According to the Puranas, Parashuram, the sixth incarnation of Vishnu was looking for pure land to perform sacrificial rituals. He stood atop the western ghats and shot an arrow, ordering the sea to retreat where it landed, between Goa's two main rivers, the Gomati and the Aghanashini. He then peopled it with high caste Brahmins. The also say that Lord Krishna came to this place and fell in love with beautiful cows and milkmaids and named it Govepuri. In the Mahabharata Goa is called Govarashtra.

During this ancient time a group of Brahmins populated this area and established civilization among the Kunbi, the native hunter gatherers of the area. There were 96 Brahmin families. 66 of them settled in Salcete, which derives it's name from "sassast", 66 in Sanskrit. The other 30 settled Tiswadi, which comes from the sanskrit for 30 or "tees".

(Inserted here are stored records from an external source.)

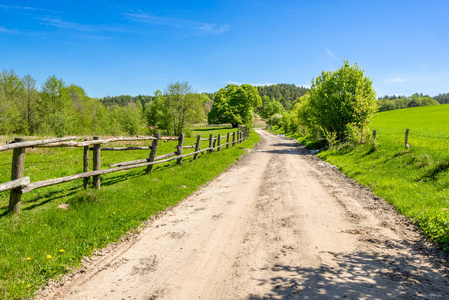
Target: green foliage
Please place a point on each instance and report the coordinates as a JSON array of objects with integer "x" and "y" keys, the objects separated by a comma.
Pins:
[
  {"x": 235, "y": 104},
  {"x": 94, "y": 218},
  {"x": 340, "y": 98},
  {"x": 286, "y": 94},
  {"x": 183, "y": 105},
  {"x": 275, "y": 120},
  {"x": 387, "y": 103}
]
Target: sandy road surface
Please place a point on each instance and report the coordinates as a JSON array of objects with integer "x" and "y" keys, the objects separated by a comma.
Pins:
[{"x": 279, "y": 225}]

Goa was conquered many times over the centuries to come, by Buddhists, tolerant Muslims and then the Christians who in the early 1500's set about slaughtering Hindus and Muslims and destroying their temples. From 1560 to 1812 there was a brutal inquisition, notorious for burning people at the stake, stretching them on the rack, and even taping parents eyes open and then dismembering their children limb for limb until they converted. During the 252 years of inquisition they managed to convert 90% of the population.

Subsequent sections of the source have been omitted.